EKS clusters run on AWS infrastructure, and most AWS services will generate CloudTrail log event output. CloudTrail provides
insight into API calls made to AWS services (e.g., EC2:RunInstance) and is a valuable tool for
troubleshooting problems, auditing AWS resource access, and verifying the operational stability of AWS
resources. A production EKS setup should include enabling CloudTrail logging to ensure that all AWS
resources implemented for the cluster are logged. The log data is helpful for administrators managing
EKS clusters.

Maintaining an effective logging setup for every aspect of an EKS cluster may appear daunting and complex
to many users due to the number of components involved. However, implementing an appropriate logging
setup will help improve the operational readiness of an EKS cluster, enable easier troubleshooting for
future issues, allow more straightforward forensic analysis, and provide greater insight into
performance bottlenecks. The payoff for proper logging is significant and will benefit many users.

How can I enable EKS control plane logs?

EKS provides the ability to forward control plane
logs automatically to the CloudWatch Logs service. Logs from the control plane are disabled by
default to mitigate unnecessary costs, but it is highly recommended that users enable the logs for
production clusters where analyzing cluster operations is vital for administrators.

Control plane logs are enabled via the AWS web console or the AWS CLI tool.

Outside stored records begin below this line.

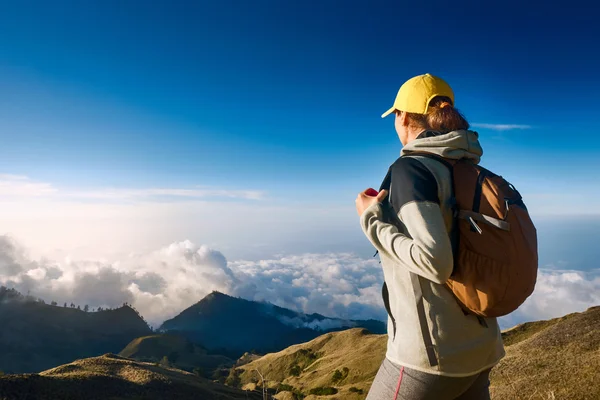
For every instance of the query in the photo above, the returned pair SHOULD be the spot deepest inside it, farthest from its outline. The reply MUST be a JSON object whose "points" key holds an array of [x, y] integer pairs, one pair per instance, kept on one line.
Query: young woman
{"points": [[435, 350]]}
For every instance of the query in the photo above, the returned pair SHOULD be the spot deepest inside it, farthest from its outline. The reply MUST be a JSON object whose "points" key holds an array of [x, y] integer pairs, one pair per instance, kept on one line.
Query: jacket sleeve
{"points": [[425, 247]]}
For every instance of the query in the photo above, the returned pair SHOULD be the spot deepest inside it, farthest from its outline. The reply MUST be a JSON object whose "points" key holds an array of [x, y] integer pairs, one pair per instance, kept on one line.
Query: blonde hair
{"points": [[442, 117]]}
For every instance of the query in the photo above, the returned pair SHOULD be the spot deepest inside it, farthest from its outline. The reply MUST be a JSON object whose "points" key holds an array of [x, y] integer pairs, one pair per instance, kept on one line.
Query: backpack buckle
{"points": [[474, 226]]}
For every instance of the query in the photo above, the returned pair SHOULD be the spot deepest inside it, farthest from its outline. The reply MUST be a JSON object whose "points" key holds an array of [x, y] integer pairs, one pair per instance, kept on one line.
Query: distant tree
{"points": [[337, 376], [173, 357], [189, 347], [295, 370]]}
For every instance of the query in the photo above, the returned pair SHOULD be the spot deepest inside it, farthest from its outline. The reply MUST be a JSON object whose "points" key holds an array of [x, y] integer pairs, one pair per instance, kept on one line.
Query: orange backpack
{"points": [[494, 241]]}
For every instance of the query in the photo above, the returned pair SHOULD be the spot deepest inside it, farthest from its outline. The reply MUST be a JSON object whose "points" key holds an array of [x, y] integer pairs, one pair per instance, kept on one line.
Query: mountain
{"points": [[37, 336], [554, 359], [179, 352], [222, 322], [116, 378]]}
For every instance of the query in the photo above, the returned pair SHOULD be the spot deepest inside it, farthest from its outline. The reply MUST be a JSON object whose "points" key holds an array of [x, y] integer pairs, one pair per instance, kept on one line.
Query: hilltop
{"points": [[116, 378], [558, 358], [218, 319], [36, 336], [178, 351]]}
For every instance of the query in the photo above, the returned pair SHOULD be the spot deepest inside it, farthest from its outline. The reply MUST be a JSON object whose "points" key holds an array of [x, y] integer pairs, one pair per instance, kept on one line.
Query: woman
{"points": [[435, 350]]}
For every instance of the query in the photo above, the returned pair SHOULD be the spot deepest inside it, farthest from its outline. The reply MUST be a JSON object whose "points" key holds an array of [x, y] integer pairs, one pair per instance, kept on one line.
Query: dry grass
{"points": [[116, 378], [356, 349], [560, 361], [555, 359]]}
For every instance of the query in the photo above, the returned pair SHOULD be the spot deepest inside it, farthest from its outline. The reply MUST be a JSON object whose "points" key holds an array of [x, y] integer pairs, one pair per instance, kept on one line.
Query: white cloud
{"points": [[24, 187], [557, 293], [500, 127], [162, 283]]}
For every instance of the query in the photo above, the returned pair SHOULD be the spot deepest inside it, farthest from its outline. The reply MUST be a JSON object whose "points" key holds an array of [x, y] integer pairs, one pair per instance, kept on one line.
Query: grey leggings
{"points": [[417, 385]]}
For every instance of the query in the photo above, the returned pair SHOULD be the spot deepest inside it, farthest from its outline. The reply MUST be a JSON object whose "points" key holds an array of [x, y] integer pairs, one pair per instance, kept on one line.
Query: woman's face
{"points": [[401, 128]]}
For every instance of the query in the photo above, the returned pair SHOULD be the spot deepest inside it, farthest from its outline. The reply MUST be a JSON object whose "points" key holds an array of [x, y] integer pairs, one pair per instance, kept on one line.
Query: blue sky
{"points": [[283, 94], [251, 126]]}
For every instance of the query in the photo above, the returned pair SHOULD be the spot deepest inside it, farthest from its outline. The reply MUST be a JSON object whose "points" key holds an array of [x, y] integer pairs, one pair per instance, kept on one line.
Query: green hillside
{"points": [[116, 378], [555, 359], [179, 351], [36, 336]]}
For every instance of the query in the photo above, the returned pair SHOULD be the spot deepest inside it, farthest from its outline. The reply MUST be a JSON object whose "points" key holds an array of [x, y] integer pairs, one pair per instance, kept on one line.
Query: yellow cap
{"points": [[416, 93]]}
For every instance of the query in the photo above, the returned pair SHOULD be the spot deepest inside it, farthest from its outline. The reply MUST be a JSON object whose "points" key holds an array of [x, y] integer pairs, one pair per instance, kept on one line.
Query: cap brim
{"points": [[388, 112]]}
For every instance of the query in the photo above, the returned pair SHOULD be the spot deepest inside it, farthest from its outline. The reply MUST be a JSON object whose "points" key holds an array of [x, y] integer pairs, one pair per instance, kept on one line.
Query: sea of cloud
{"points": [[162, 283]]}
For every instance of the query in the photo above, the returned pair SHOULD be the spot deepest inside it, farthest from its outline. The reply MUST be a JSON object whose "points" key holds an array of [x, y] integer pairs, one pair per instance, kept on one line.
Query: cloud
{"points": [[501, 127], [22, 186], [557, 293], [164, 282], [25, 187]]}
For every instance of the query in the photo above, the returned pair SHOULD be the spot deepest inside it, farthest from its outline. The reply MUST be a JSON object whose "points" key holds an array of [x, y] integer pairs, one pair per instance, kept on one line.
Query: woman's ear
{"points": [[403, 119]]}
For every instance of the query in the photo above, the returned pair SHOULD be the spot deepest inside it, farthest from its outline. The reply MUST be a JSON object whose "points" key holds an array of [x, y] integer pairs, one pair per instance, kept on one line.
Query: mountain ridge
{"points": [[216, 320]]}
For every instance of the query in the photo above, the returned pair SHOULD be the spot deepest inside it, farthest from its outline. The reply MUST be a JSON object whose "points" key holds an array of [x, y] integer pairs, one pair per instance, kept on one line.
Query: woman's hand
{"points": [[364, 200]]}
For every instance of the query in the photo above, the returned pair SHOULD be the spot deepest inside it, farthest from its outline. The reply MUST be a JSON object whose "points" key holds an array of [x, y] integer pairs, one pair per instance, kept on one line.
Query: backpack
{"points": [[493, 238]]}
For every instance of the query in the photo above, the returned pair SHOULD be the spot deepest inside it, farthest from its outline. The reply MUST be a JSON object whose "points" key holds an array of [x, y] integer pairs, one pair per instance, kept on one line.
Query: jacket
{"points": [[427, 329]]}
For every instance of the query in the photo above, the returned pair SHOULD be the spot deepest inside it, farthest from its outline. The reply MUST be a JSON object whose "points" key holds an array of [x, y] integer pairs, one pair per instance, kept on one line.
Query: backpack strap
{"points": [[454, 232]]}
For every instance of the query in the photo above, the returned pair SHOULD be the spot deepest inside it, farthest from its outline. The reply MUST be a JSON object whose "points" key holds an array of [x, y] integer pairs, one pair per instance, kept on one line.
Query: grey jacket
{"points": [[416, 256]]}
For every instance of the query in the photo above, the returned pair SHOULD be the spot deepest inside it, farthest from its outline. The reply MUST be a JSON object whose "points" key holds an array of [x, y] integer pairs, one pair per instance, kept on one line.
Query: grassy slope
{"points": [[182, 353], [356, 349], [559, 357], [38, 336], [116, 378]]}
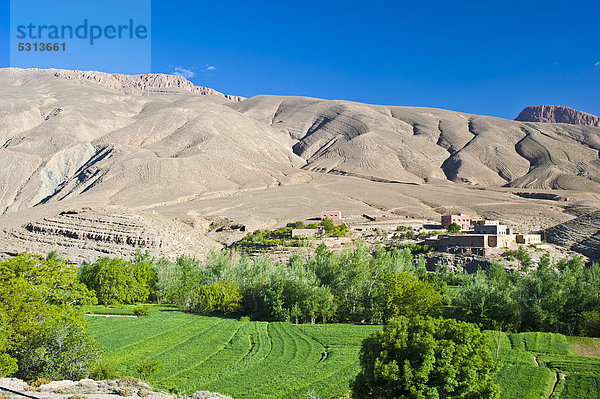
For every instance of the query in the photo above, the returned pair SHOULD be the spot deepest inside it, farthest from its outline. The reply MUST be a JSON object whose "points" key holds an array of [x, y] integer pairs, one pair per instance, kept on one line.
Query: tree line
{"points": [[360, 286]]}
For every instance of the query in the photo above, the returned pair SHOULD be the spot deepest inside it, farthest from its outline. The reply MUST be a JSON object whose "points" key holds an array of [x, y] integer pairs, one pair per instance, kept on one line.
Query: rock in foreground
{"points": [[90, 389]]}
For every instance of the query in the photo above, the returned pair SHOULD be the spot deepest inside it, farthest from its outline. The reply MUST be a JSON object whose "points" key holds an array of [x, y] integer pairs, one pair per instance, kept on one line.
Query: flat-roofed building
{"points": [[496, 229], [529, 239], [336, 216], [305, 233], [464, 221]]}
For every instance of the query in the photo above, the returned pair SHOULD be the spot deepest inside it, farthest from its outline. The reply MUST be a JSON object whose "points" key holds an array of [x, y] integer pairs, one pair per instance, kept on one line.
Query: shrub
{"points": [[118, 281], [147, 368], [104, 371], [591, 323], [38, 382], [426, 358], [125, 391], [222, 297], [405, 295]]}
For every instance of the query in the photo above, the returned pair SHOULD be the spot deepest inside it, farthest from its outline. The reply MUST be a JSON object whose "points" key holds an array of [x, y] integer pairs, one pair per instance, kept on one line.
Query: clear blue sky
{"points": [[483, 57]]}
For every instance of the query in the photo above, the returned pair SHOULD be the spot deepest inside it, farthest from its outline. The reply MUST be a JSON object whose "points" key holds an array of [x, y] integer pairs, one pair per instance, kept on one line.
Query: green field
{"points": [[537, 365], [240, 359], [283, 360]]}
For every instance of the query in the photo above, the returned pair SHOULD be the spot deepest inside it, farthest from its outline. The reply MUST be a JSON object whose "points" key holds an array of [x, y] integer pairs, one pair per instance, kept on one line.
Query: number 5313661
{"points": [[42, 47]]}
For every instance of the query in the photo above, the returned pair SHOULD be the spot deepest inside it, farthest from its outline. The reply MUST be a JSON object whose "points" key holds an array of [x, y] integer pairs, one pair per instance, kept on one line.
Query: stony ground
{"points": [[90, 389]]}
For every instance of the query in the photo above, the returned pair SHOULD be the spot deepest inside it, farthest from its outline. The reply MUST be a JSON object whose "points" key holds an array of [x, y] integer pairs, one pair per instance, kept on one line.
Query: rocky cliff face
{"points": [[557, 114]]}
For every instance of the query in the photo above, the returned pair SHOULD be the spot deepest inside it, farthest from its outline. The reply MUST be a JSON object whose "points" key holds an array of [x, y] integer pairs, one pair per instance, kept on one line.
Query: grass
{"points": [[124, 310], [248, 359], [585, 346], [536, 365], [237, 358]]}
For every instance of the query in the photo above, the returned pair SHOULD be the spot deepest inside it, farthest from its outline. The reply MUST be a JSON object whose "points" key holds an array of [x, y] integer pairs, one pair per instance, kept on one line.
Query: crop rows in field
{"points": [[537, 365], [235, 358]]}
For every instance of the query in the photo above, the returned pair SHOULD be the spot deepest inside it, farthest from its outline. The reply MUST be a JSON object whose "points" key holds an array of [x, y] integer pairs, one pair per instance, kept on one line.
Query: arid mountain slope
{"points": [[158, 159], [557, 114], [423, 144], [61, 139], [581, 234]]}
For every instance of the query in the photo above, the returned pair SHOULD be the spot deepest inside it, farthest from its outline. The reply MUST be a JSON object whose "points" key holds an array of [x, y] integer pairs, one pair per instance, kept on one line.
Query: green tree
{"points": [[453, 228], [524, 259], [425, 358], [405, 295], [43, 333], [328, 225], [222, 297], [487, 302]]}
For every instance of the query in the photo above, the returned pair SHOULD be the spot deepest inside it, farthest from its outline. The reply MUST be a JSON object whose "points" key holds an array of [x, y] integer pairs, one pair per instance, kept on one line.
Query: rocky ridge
{"points": [[86, 235], [156, 83], [557, 114]]}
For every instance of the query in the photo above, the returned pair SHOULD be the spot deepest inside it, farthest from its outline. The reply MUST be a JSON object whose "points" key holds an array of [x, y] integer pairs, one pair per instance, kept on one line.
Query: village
{"points": [[455, 238]]}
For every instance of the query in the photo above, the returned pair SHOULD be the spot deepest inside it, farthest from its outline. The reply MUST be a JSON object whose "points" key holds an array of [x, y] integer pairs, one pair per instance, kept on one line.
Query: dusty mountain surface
{"points": [[418, 145], [581, 234], [95, 164], [557, 114]]}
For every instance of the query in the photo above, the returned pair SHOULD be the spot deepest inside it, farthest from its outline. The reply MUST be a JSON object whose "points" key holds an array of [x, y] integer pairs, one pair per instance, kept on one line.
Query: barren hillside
{"points": [[129, 147]]}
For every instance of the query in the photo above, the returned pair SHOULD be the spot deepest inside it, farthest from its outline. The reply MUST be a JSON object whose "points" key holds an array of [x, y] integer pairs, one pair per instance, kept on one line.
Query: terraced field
{"points": [[239, 359], [537, 365], [283, 360]]}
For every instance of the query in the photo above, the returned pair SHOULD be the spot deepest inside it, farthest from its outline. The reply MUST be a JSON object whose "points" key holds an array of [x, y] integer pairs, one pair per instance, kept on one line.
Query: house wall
{"points": [[464, 221], [333, 215], [499, 229], [529, 239]]}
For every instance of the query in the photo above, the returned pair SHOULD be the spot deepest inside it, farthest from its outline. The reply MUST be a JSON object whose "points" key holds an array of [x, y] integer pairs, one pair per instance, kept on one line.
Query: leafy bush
{"points": [[104, 371], [222, 297], [38, 382], [405, 295], [426, 358], [147, 368], [43, 334], [118, 281]]}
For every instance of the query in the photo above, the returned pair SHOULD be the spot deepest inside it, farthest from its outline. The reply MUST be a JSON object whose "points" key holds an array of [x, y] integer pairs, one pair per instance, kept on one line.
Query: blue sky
{"points": [[484, 57]]}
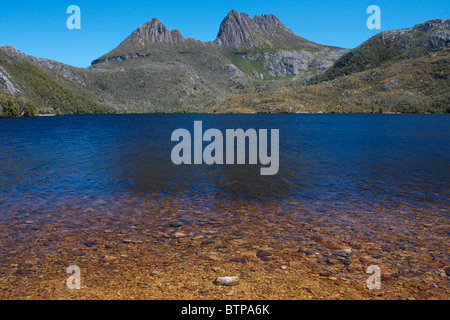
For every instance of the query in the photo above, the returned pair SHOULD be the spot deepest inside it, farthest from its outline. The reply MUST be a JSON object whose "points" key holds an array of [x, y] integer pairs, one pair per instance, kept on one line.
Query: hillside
{"points": [[254, 65], [410, 86], [393, 45]]}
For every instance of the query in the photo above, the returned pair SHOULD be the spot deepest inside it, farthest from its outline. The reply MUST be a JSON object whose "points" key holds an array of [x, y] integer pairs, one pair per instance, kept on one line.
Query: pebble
{"points": [[176, 224], [447, 271], [227, 281], [180, 234], [343, 253]]}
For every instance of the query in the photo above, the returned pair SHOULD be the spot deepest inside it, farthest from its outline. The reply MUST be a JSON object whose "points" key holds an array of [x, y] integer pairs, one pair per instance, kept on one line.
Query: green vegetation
{"points": [[410, 86], [11, 106], [48, 96]]}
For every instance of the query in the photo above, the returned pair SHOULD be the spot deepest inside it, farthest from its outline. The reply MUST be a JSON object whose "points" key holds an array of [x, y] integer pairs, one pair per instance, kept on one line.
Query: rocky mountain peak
{"points": [[239, 30], [154, 31]]}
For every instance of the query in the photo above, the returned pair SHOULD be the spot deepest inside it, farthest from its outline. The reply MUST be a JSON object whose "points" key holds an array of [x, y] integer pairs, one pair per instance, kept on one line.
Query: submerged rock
{"points": [[342, 253], [226, 281]]}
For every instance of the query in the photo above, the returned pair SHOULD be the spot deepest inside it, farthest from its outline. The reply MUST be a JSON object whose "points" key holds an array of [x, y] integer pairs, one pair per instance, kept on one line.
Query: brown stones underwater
{"points": [[178, 249]]}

Enabling logs via the CLI is done with the following AWS CLI
command:

aws eks update-cluster-config --region region-code --name my-cluster --logging '{"clusterLogging":[{"types":["api","audit","authenticator","controllerManager","scheduler"],"enabled":true}]}'
    

Users have a choice of which control plane logs to enable. Generally, users will enable all logs in a
production environment, but those optimizing for cost may selectively enable the logs most relevant to
user requirements.

The EKS control plane provides log data from several master node components:

• API Server: This is the primary entry point for requests sent to the EKS control
  plane. Log data from this component provides insight into request latency and volume, authorization
  history details, and helpful error messages.
• Audit: The audit log is generated by the API Server component but has a separate
  log stream for easier organization and configuration. The audit log provides insight into exactly
  what objects are being viewed or modified in the cluster and by which user. This data is helpful for
  examining changes to the cluster over time, enabling forensic analysis, and troubleshooting
  problems.
• Controller Manager: The Kube
  Controller Manager component will log data related to all control loops managing the
  cluster’s resources; for example, events associated with generating new pods due to applying a new
  deployment resource are logged. Log data from this component provides insight into many operations
  constantly occurring within an EKS cluster.
• Authenticator: This log stream is unique to EKS and not present in other Kubernetes
  distributions. The Authenticator log is generated by the IAM Authenticator component
  running in the EKS control plane and logs data for each IAM principal’s authentication request.
  Cluster users will authenticate to EKS clusters via IAM users and IAM roles, and the Authenticator
  is responsible for mapping the IAM principal to a Kubernetes RBAC resource (users, groups, or
  service accounts). The log data from this component provides insight into which IAM principals are
  accessing the EKS cluster and what RBAC resources they are utilizing.
• Scheduler: The Kube
  Scheduler component assigns pods to worker nodes in a Kubernetes cluster. The Scheduler will
  log data on how the algorithm calculates which nodes to utilize depending on factors like available
  capacity, taints, and affinity rules. Log data from this component provides insight into scheduling
  decisions made by the Kube Scheduler and is relevant for troubleshooting issues related to
  unexpected scheduling decisions.

The EKS control plane log data provides extensive insight into the cluster’s activities. The data is
crucial for administrative operations like troubleshooting issues and forensic analysis, so all users
should enable these logs when operating production clusters.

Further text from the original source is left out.